Hoger beroep [appellante]

20.     [appellante] betoogt in hoger beroep dat de rechtbank de omvang van het normaal ondernemersrisico onjuist heeft vastgesteld. Daartoe stelt zij dat een voor een bepaalde situatie vastgestelde basisdrempel van 8% niet kan worden verhoogd naar 15%. Volgens [appellante] is de onzekere vergunningensituatie en de voorzienbaarheid van de werkzaamheden al verdisconteerd in het gebruik van een uniforme standaarddrempel.
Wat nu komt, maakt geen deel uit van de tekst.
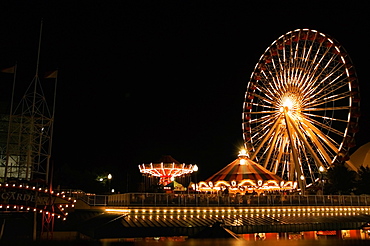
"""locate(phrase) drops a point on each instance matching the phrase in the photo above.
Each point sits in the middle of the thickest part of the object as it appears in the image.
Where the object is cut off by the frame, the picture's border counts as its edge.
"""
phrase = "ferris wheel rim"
(315, 112)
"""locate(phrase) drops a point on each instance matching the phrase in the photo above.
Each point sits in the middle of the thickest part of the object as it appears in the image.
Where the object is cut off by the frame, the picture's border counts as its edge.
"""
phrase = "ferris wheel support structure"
(301, 107)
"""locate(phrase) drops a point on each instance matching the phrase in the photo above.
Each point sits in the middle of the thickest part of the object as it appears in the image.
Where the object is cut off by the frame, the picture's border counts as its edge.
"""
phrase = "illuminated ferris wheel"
(301, 106)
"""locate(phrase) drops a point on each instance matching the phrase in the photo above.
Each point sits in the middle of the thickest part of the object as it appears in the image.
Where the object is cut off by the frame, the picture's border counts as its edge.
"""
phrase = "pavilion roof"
(243, 168)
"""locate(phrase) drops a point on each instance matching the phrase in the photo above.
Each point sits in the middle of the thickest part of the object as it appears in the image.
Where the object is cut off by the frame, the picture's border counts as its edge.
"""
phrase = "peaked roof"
(361, 157)
(167, 159)
(243, 168)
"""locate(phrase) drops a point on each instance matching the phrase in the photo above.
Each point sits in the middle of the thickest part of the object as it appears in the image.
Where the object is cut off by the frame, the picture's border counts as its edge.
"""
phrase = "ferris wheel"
(301, 107)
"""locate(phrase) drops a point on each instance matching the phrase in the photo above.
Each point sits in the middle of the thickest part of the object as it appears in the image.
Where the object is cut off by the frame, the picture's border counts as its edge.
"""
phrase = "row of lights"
(240, 216)
(61, 194)
(31, 209)
(251, 210)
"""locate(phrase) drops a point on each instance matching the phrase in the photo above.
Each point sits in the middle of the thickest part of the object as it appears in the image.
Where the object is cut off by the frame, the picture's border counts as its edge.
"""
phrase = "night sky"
(142, 79)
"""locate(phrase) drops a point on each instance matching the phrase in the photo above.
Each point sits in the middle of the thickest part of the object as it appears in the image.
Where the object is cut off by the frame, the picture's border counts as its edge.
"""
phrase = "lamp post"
(195, 170)
(109, 180)
(322, 170)
(303, 185)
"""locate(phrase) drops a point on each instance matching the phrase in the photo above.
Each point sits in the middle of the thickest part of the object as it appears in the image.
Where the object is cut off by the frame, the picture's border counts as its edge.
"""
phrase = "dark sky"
(142, 79)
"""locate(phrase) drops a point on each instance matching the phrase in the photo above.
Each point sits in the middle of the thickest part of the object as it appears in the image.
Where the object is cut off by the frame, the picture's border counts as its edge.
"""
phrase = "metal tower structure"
(30, 131)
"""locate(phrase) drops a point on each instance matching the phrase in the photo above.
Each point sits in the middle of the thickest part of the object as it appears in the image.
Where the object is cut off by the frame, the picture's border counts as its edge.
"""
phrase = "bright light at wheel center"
(287, 103)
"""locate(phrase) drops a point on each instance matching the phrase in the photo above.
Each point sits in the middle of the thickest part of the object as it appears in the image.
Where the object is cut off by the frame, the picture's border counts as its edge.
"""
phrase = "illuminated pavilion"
(245, 176)
(167, 169)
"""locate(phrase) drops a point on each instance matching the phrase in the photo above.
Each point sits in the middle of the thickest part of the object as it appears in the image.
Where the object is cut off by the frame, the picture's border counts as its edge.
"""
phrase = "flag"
(8, 70)
(51, 75)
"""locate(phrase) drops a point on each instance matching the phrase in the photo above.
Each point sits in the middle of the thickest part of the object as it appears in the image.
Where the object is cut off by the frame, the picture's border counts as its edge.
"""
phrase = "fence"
(183, 200)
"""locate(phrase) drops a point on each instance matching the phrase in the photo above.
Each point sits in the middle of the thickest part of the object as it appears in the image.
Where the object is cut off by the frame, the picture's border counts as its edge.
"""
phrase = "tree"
(363, 182)
(340, 180)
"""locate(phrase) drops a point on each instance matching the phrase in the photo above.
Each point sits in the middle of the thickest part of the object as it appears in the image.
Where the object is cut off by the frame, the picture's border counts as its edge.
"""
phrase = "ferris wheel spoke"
(323, 101)
(266, 137)
(272, 145)
(302, 138)
(316, 141)
(328, 141)
(308, 77)
(327, 108)
(325, 117)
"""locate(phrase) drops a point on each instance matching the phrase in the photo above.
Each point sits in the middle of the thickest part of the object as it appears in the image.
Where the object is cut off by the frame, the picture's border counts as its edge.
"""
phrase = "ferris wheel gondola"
(301, 107)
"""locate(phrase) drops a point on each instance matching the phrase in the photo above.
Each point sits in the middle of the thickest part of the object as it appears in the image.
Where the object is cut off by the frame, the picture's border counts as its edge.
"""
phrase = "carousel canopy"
(243, 168)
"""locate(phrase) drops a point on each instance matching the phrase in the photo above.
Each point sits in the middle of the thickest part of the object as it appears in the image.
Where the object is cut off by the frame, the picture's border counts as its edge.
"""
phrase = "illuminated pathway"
(149, 221)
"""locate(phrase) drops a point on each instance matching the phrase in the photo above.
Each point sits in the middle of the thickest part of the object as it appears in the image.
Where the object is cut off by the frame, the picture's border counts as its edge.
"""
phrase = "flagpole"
(9, 124)
(51, 132)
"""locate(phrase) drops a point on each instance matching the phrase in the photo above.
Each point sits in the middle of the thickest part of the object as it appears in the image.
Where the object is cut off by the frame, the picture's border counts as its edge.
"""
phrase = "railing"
(183, 200)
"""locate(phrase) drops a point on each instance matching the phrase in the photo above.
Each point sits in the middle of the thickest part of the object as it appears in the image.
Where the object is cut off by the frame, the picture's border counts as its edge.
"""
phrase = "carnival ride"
(301, 107)
(245, 176)
(167, 169)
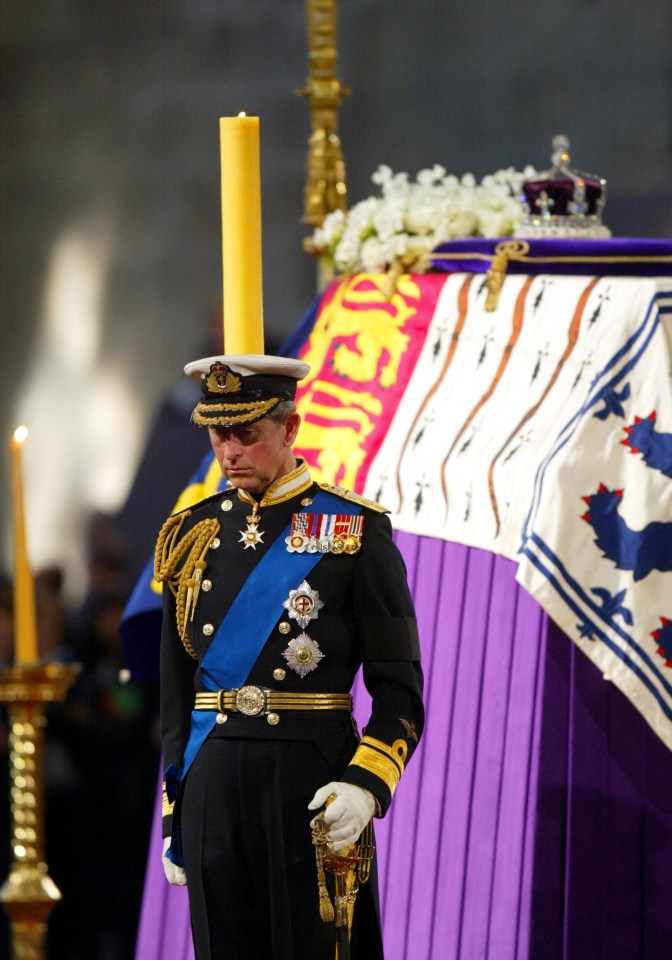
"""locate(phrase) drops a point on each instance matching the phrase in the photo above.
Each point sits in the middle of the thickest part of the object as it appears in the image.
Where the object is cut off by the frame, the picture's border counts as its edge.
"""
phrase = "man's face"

Daarbij komt dat de rechtbank onvoldoende rekening heeft gehouden met de omstandigheden dat [appellante] al sinds 1999 standplaats heeft op de boulevard, dat het project Kustwerk Katwijk een grootschalig en uniek project is en dat [appellante] bovenmatige hinder en overlast heeft ervaren door de uitvoering van het project. [appellante] betoogt, onder verwijzing naar de uitspraak van de Afdeling van 28 mei 2014, ECLI:NL:RVS:2014:1868 (De Wouwse Tol II), dat een drempel van 10% meer in de rede had gelegen dan een drempel van 15%.

21.    [appellante] betoogt daarnaast dat de rechtbank in de omstandigheden van het geval ten onrechte aanleiding heeft gezien om voor [appellante] een hogere omzetdrempel te hanteren dan voor de strandpaviljoens.

22.    [appellante] voert in hoger beroep verder aan dat de rechtbank ten onrechte een bedrag van € 750,00 voor de kosten van niet-juridische bijstand is toegekend tegen een uurtarief van € 75,00. De rechtbank heeft ten onrechte niet een tarief van € 121,95 per uur, vermeerderd met de daarover verschuldigde omzetbelasting, gehanteerd.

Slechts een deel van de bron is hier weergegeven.